2.5. Cell proliferation by CCK8

Cell proliferation was analyzed using the CCK8 assay (Beyotime, China). Triplicate cells were cultured at a density of 2.5 × 103/well in 100 μl of medium in 96-well microplates. Sufficient wells for monitoring cell growth over six days were reserved, with the necessary blank wells. The absorbance was analyzed at 450 nm with a microplate reader (Spectramax M5, Molecular Devices, USA) after a 2-h-treatment of 10 μl CCK8 reagent.

2.6. Phenotype detection of apoptosis

Pfeiffer cells and transfected cells were cultured and harvested at a density of 1 × 106 cells per test. The cells were washed twice with PBS. Mitochondrial membrane potential was assessed using flow cytometry. Cells were suspended in warm RPMI 1640 and stained with 200 nM mitochondrial dye MitoTracker Red CMXRos (Invitrogen, USA) at 37 °C for 20 min. After centrifuging and discarding the staining solution, the pellets were gently resuspended in warm culture medium and analyzed using CytoFlex S (Beckman Coulter, USA).

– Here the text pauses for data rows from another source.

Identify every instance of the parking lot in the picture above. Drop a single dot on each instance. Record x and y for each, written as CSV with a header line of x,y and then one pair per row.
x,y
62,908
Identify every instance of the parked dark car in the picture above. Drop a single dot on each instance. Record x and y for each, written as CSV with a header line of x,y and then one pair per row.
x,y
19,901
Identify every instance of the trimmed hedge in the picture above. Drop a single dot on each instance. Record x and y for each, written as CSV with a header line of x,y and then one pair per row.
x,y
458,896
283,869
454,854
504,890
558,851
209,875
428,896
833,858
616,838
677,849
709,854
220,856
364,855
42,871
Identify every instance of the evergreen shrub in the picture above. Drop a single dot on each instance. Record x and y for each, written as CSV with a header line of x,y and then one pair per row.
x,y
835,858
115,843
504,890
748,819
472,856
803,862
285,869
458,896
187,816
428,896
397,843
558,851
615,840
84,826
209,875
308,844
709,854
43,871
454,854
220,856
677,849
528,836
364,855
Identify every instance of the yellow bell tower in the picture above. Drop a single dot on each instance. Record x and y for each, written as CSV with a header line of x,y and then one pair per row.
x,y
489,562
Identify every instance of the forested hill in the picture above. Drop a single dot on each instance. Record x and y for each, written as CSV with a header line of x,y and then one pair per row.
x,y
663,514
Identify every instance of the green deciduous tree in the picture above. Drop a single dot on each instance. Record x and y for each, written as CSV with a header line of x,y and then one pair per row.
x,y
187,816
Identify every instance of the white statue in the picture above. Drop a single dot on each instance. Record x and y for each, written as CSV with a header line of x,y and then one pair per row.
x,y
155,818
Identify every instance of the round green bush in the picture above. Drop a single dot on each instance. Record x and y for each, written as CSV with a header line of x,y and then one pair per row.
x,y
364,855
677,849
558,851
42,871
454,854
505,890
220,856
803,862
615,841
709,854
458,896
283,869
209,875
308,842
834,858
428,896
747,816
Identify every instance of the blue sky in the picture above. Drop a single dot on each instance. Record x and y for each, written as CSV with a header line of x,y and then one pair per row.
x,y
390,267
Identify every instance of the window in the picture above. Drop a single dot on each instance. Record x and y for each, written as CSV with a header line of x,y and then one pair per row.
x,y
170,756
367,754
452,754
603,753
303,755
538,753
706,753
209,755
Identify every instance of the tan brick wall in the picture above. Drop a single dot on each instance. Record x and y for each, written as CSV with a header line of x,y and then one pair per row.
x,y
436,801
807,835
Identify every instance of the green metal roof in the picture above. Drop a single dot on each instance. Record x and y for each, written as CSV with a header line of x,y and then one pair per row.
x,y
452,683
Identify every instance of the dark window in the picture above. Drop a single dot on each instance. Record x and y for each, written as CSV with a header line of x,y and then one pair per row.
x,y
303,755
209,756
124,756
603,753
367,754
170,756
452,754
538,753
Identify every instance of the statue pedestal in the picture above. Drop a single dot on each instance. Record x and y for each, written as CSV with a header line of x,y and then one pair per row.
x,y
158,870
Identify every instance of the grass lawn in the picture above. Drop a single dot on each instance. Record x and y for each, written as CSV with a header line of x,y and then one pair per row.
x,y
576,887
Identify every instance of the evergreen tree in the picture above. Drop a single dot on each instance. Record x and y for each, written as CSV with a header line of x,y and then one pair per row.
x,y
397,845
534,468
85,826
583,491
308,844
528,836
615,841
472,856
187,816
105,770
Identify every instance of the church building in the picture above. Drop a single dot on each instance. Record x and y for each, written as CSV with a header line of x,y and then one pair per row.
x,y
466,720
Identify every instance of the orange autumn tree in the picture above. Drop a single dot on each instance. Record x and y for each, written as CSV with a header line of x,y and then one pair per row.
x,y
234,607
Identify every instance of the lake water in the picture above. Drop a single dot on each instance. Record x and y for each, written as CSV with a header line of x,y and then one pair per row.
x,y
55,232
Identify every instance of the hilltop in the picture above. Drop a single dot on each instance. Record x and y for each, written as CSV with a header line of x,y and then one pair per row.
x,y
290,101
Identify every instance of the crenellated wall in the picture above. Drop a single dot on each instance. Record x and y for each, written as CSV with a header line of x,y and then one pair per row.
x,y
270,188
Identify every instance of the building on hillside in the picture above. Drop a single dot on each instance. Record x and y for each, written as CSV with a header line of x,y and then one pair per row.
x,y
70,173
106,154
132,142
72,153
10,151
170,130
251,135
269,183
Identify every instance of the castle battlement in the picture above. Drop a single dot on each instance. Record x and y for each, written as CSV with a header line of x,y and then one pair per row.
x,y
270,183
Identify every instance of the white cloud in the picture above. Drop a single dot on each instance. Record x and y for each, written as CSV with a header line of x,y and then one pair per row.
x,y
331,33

Apoptosis levels were determined using the Annexin V/7-AAD staining method and detected using flow cytometry. Cells were stained with PE labelled Annexin V and nucleic acid dye 7-AAD on ice, according to the instructions for the PE Annexin V Apoptosis Detection Kit I (BD Biosciences, USA). The stained cells were immediately analyzed using CytoFlex S (Beckman Coulter, USA).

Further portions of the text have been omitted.